Type 2 Diabetes Stress Busters

We're living in a world where our stress levels are at an all-time high. As are our feelings of isolation, anger, and fear. All these feelings and emotions impact us mentally and physically — including causing our blood sugars to elevate.

Focusing on stress management

Stress busters currently in my rotation include:

Stretching

I'm terrible when it comes to stretching out my muscles - even when I was a little girl doing cartwheels and flips. Tension and stress live in our muscles. The more we stress, the more we physically feel it.1 Which is why I've started stretching exercises again on a daily basis. Added bonus - chair stretch exercises count!

Gardening

After a break, I’m back gardening. Four types of tomato plants, snap peas are in the ground, and basil and mint have made homes in my trusty porch gardening pots.
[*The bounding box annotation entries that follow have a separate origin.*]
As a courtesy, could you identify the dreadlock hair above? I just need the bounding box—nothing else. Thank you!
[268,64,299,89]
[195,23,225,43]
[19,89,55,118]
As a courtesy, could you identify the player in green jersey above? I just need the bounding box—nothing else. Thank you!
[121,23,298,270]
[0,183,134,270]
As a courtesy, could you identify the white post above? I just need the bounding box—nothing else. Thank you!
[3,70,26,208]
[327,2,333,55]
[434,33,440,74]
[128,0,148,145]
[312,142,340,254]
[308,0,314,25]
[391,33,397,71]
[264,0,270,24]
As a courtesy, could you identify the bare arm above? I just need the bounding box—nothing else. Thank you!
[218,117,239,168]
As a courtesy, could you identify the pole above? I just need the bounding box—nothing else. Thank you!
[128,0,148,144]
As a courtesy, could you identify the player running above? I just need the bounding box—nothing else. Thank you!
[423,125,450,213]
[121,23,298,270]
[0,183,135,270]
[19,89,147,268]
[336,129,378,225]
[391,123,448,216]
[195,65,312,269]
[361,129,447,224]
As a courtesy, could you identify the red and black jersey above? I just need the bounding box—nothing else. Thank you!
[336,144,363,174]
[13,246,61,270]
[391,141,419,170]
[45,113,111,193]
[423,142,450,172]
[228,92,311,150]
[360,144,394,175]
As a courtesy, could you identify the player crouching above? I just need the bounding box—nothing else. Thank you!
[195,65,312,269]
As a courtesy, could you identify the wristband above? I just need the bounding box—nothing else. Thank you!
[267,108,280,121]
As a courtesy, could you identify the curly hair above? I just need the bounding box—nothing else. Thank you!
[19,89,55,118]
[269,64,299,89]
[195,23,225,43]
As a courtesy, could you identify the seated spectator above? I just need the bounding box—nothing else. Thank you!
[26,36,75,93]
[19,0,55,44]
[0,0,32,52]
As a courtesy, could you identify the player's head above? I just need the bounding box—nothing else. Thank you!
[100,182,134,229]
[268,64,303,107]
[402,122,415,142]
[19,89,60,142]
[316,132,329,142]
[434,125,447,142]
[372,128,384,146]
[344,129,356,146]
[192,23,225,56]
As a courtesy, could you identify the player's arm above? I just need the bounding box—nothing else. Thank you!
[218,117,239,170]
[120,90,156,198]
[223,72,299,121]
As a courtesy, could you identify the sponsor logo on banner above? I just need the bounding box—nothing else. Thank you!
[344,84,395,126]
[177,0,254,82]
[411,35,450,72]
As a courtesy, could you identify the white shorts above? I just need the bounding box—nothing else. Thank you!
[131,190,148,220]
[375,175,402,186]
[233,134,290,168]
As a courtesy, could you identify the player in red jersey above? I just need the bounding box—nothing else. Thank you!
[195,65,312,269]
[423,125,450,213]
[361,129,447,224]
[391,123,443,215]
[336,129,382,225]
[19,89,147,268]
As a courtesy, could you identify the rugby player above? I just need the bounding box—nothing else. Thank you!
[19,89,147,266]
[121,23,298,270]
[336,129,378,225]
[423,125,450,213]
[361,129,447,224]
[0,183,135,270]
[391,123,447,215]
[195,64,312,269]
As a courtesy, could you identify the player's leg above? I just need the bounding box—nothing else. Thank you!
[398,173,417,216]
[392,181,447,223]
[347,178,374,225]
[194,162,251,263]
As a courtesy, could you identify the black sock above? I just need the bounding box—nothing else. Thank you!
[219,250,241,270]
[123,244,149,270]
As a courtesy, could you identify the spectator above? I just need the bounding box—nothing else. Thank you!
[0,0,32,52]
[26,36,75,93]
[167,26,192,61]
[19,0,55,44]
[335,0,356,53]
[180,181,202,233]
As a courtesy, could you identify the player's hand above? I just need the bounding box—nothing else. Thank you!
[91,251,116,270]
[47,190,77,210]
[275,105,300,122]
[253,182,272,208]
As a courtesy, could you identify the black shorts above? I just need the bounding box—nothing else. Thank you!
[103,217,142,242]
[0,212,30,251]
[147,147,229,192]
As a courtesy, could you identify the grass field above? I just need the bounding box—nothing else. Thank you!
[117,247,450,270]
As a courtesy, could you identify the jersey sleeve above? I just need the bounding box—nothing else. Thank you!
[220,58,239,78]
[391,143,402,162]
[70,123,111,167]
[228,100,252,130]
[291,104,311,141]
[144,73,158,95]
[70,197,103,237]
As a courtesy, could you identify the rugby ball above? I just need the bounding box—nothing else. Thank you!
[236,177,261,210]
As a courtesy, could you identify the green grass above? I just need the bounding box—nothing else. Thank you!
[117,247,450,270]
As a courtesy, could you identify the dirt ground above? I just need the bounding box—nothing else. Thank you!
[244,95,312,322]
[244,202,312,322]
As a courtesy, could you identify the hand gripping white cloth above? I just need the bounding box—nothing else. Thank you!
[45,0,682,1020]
Gardening calms me and allows me to focus, notice, and appreciate the little and beautiful things. I know gardening is good for my heart, soul, and according to my CGM - my blood sugars. A great way to get muscles moving and a yummy and delicious access to fresh veggies and fruit, FTW!

Connecting

Connecting with friends and family via video/phone calls helps me (and my friends and family) connect with others and feel less isolated. As does having a handful of friends I safely socially distance with (6 feet apart, masks on, lots of handwashing).

Reading

I’ve started reading books for pleasure again, not because I have too. And I’ve started re-reading my favorite books for inspiration, relaxation, and getting lost again in the stories I love.

Practicing mindfulness

I attend a weekly 75-minute online mindfulness class almost every Saturday morning at 8 am. The class helps me to feel balanced and more centered, which in turn, helps my stress and glucose levels. I’m on a tight budget and the class costs 20 dollars a week — it’s totally worth it!